Dr. Scott Leibowitz, co-lead author of the 2024 adolescent care standards of the World Professional Association for Transgender Health, argues that transgender adolescents “come to understand gender at different times and in different ways.” Therefore, deciding on care for transgender individuals should include experts in adolescent identity development and what is known as “naturally occurring sexual fluidity.” Comparably, the Cass Report recommends “proper screening and assessment before medical interventions are undertaken.”

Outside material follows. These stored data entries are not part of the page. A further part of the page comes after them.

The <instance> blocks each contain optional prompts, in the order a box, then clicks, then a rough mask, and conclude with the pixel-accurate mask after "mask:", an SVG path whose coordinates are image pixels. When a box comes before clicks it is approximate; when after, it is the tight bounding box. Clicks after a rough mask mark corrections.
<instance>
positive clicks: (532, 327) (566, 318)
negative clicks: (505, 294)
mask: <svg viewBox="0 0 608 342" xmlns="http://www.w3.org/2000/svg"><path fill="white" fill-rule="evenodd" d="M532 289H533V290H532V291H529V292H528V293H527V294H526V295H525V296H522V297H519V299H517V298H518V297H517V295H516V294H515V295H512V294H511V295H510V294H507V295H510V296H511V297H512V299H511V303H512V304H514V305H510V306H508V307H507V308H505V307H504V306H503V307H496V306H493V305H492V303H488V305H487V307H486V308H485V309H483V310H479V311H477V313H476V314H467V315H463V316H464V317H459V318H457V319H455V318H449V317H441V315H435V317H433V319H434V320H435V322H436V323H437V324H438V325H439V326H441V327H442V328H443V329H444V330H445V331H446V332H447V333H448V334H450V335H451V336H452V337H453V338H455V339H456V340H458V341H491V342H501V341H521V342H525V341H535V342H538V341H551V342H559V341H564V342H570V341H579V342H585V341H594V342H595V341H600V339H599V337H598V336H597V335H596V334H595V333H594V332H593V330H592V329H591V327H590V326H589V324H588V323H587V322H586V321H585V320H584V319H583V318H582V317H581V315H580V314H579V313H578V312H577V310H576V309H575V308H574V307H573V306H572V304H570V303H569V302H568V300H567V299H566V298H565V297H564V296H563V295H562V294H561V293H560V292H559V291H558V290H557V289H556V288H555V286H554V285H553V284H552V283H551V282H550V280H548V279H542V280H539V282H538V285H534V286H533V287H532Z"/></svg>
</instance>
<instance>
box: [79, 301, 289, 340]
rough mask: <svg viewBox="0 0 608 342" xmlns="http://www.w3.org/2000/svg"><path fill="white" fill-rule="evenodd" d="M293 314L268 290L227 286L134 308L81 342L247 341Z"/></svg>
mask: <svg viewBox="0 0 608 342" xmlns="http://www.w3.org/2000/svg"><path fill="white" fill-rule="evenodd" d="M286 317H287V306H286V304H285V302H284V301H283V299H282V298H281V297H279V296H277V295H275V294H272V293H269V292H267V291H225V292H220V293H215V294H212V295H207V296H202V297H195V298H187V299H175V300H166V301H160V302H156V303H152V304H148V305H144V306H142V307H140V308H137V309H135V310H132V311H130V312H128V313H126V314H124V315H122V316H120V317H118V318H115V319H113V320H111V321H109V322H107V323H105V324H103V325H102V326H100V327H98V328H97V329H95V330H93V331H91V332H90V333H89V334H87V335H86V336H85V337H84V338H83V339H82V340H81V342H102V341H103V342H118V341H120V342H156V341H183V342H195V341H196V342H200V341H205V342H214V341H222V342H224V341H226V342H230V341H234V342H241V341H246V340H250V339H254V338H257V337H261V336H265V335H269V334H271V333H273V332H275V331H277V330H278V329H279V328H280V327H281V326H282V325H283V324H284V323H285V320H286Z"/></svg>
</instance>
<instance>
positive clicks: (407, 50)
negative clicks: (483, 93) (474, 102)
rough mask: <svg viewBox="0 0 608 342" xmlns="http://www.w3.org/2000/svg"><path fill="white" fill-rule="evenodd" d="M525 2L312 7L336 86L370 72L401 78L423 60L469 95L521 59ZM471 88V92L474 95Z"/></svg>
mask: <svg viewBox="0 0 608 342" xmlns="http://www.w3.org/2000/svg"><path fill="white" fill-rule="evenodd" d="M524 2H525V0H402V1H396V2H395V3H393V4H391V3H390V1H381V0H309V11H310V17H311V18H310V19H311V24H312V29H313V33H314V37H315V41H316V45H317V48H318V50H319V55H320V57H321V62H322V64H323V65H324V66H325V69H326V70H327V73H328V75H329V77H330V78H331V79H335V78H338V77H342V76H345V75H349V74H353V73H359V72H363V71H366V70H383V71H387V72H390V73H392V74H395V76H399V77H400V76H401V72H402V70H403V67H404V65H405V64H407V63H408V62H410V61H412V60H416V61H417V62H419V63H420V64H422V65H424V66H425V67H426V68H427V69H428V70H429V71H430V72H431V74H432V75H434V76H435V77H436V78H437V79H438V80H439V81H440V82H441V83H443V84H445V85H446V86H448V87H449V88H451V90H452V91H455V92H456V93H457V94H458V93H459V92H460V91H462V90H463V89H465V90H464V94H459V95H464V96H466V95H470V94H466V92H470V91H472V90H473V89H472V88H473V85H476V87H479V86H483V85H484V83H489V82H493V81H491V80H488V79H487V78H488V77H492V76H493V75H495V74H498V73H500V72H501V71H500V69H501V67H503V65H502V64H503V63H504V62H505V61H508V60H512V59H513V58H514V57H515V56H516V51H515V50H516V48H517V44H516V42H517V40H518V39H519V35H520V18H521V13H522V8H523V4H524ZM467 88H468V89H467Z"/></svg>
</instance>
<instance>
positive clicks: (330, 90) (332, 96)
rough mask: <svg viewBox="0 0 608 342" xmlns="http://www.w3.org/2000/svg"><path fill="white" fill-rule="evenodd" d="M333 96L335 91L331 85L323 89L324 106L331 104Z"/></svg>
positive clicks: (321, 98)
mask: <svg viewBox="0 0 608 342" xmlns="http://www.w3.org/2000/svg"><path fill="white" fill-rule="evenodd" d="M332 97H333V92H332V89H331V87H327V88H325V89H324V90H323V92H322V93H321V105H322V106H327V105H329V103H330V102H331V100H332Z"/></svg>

Whatever one’s general stances on these recommendations, the rubber really meets the road when it comes to determining gender affirming care for individuals. That’s where the lack of firm and replicable diagnostics becomes an inclusivity issue. How do I, the physician, provide equitable treatment for the human being in front of me while doing justice to both the transitioner and the potential detransitioner?
The more that I work and teach in health care, the more I encounter such complexities and dilemmas within the pursuit of inclusivity. Buzz words and glittering generalizations provide only partial guidance when addressing individual health care challenges involving race or ethnicity or religion or language or disability or sexual orientation. At this point the best advice I have to offer is to remain humble in addressing these dilemmas. If diversity advocates do not seriously contemplate the humility-challenging dilemmas of inclusivity, they risk falling into the trap of picking winners and losers in life’s health care journey.